Calibrating Hydric Soil Field Indicators to Long‐Term Wetland Hydrology

Abstract

Jurisdictional wetlands are required to be saturated to the surface for 5% or more of the growing season in 5 out of 10 yr, but practical field methods for confirming this are lacking. This study determined whether hydric soil field indicators were related to wetland hydrology requirements. Water table levels were monitored daily for 2.5 yr in a toposequence of nine soil plots that included well to poorly drained members (Oxyaquic Paleudults and Typic Albaqualfs). Monitoring data were used to calibrate a hydrologic model that simulated water table levels from inputs of hourly rainfall data. Forty years of rainfall data were then used with the model to compute long‐term daily water‐table levels in each plot. These data were summarized as “saturation events”, which are the frequency that water tables were at or above preselected depths for at least 21 d. Twenty‐one days was the average period needed for Fe reduction to begin in these saturated soils. This condition must occur for hydric soil field indicators to form. Regression equations were developed to relate saturation events to percentages of redoximorphic features.

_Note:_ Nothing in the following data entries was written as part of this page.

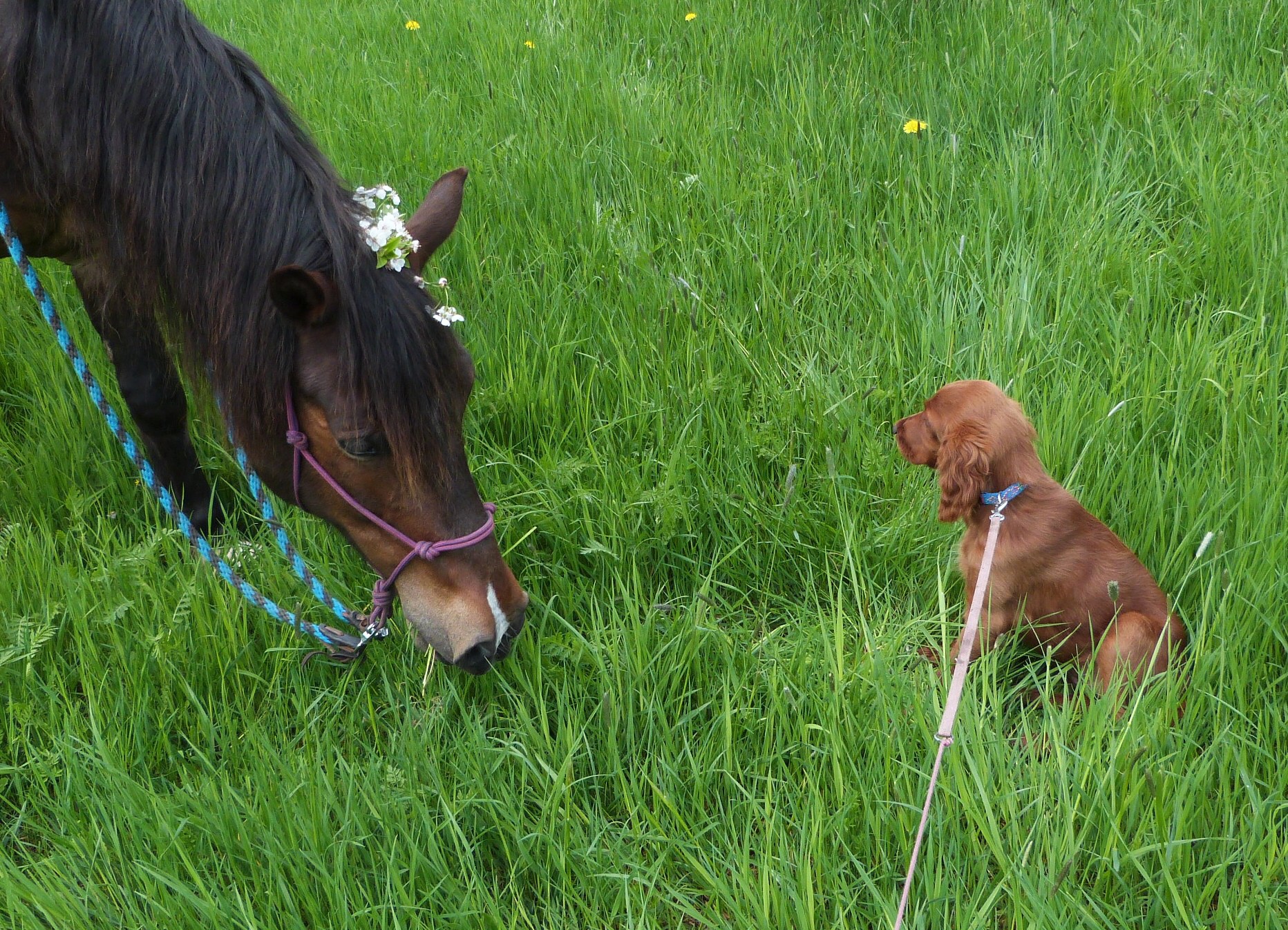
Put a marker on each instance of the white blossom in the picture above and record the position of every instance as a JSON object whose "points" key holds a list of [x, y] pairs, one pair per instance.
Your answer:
{"points": [[383, 227], [447, 316]]}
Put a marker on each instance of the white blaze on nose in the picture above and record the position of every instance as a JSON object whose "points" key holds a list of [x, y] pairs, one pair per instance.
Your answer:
{"points": [[498, 614]]}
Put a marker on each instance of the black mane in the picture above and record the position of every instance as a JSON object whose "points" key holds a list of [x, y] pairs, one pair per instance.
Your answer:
{"points": [[174, 140]]}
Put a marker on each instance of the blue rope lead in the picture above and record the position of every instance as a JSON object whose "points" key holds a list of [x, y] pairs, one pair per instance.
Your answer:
{"points": [[339, 643]]}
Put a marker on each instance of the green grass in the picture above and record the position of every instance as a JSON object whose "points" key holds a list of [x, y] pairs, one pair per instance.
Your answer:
{"points": [[715, 717]]}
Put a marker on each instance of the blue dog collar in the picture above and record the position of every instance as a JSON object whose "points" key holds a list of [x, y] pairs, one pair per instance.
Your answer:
{"points": [[1000, 499]]}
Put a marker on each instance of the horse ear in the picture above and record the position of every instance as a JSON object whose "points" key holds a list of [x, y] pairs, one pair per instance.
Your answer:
{"points": [[435, 218], [301, 295], [964, 463]]}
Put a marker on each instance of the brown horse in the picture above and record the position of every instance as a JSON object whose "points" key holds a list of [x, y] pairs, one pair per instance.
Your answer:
{"points": [[196, 214]]}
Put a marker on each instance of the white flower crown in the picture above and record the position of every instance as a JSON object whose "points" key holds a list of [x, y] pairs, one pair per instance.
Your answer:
{"points": [[386, 231]]}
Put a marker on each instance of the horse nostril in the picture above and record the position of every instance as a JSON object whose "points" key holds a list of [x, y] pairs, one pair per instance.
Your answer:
{"points": [[478, 658]]}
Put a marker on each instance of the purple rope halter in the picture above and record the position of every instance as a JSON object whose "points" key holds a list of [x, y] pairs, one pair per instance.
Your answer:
{"points": [[383, 591]]}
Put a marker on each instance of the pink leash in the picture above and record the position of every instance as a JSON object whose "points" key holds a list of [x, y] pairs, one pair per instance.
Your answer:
{"points": [[955, 691]]}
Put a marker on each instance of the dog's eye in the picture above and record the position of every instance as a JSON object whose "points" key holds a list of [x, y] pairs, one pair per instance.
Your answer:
{"points": [[365, 446]]}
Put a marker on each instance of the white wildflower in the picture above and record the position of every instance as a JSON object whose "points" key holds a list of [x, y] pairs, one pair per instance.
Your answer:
{"points": [[447, 316], [1204, 544], [383, 226]]}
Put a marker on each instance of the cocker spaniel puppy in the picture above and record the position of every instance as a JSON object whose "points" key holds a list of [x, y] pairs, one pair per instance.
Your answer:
{"points": [[1061, 578]]}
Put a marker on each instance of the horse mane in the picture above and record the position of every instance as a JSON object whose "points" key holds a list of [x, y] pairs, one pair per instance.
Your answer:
{"points": [[205, 182]]}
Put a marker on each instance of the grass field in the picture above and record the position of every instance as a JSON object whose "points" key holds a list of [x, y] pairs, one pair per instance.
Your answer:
{"points": [[703, 268]]}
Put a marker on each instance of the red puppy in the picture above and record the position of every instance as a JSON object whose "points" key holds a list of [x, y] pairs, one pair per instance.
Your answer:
{"points": [[1057, 569]]}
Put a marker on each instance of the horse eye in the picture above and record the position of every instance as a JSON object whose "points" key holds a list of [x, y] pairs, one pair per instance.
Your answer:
{"points": [[365, 446]]}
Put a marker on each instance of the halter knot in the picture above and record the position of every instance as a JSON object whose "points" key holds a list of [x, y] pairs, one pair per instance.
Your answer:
{"points": [[381, 598], [426, 550]]}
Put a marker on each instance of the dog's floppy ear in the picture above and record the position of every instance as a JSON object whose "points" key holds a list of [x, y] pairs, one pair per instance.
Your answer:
{"points": [[964, 465]]}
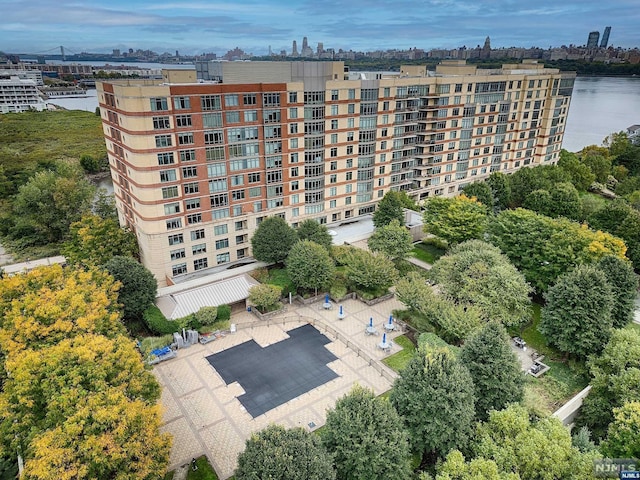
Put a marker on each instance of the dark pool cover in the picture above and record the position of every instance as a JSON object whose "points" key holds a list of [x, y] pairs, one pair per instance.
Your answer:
{"points": [[278, 373]]}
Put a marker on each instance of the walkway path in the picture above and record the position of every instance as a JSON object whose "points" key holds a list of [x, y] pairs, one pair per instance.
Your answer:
{"points": [[203, 413]]}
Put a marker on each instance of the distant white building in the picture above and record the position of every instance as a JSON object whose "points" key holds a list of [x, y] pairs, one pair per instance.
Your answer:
{"points": [[19, 95]]}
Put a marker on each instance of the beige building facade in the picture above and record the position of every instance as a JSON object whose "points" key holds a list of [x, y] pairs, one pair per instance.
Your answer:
{"points": [[197, 165]]}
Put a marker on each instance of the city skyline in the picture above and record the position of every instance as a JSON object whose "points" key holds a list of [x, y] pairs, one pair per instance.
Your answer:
{"points": [[196, 27]]}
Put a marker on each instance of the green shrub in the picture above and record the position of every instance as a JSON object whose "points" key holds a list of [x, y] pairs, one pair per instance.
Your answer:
{"points": [[157, 323], [224, 312]]}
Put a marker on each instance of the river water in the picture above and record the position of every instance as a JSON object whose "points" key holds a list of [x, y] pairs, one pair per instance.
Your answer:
{"points": [[599, 106]]}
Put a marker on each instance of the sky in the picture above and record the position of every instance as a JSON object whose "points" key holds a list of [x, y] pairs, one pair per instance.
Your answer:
{"points": [[198, 26]]}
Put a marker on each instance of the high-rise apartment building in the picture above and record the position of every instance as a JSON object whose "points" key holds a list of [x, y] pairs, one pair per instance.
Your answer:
{"points": [[197, 166], [605, 37]]}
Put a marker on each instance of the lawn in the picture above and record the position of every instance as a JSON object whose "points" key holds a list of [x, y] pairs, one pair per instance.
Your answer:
{"points": [[564, 379], [426, 252], [399, 360]]}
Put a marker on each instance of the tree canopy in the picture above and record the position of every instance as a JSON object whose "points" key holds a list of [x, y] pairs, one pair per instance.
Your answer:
{"points": [[280, 454], [49, 203], [577, 315], [434, 396], [139, 286], [393, 240], [476, 273], [496, 371], [94, 241], [615, 377], [455, 219], [536, 449], [273, 240], [309, 265], [543, 248], [311, 230], [359, 425]]}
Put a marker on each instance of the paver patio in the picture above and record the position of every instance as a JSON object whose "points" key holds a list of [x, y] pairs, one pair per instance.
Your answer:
{"points": [[203, 413]]}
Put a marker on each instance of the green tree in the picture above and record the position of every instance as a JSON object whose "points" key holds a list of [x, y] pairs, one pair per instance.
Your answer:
{"points": [[565, 201], [577, 315], [280, 454], [500, 191], [600, 165], [543, 248], [413, 290], [496, 371], [95, 241], [476, 273], [312, 230], [358, 428], [539, 201], [624, 285], [455, 468], [309, 265], [370, 271], [581, 175], [623, 438], [393, 240], [535, 449], [139, 286], [49, 203], [455, 219], [481, 191], [434, 396], [615, 378], [273, 240], [264, 296], [389, 208]]}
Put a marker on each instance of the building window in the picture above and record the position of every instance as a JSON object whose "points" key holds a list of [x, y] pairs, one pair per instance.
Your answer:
{"points": [[161, 123], [174, 223], [165, 158], [194, 218], [177, 254], [182, 103], [159, 103], [210, 102], [200, 263], [179, 269], [197, 234], [190, 188], [189, 172], [172, 208], [163, 141], [170, 192], [223, 258], [176, 239], [222, 243], [192, 204], [199, 249]]}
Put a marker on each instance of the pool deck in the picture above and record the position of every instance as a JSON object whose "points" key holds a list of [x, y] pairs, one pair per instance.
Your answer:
{"points": [[203, 413]]}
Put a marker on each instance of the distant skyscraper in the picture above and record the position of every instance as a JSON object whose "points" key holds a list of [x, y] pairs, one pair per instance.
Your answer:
{"points": [[605, 37]]}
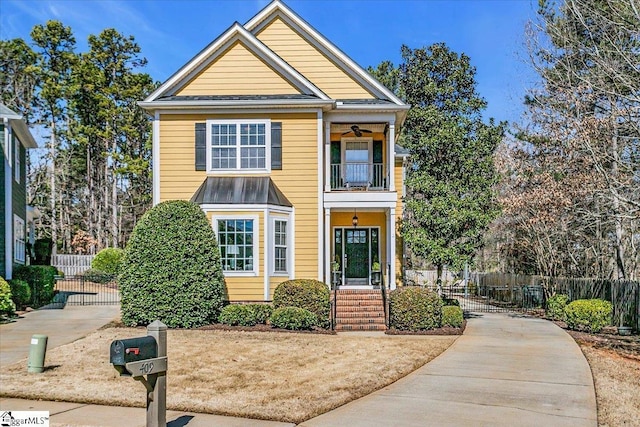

The r2 values for relationships between percentages of redoximorphic features and saturation events were >0.80 for depths of 15 cm, and >0.90 for depths between 30 and 90 cm. Results showed that the depleted matrix field indicator, in which redox depletions occupy >60% of the horizon, occurred in soils that were saturated for 21 d or longer at least 9 yr out of 10. This indicated the depleted matrix indicator occurred in soils that were saturated nearly twice as long, and more frequently, than the minimum requirements needed to meet wetland hydrology requirements.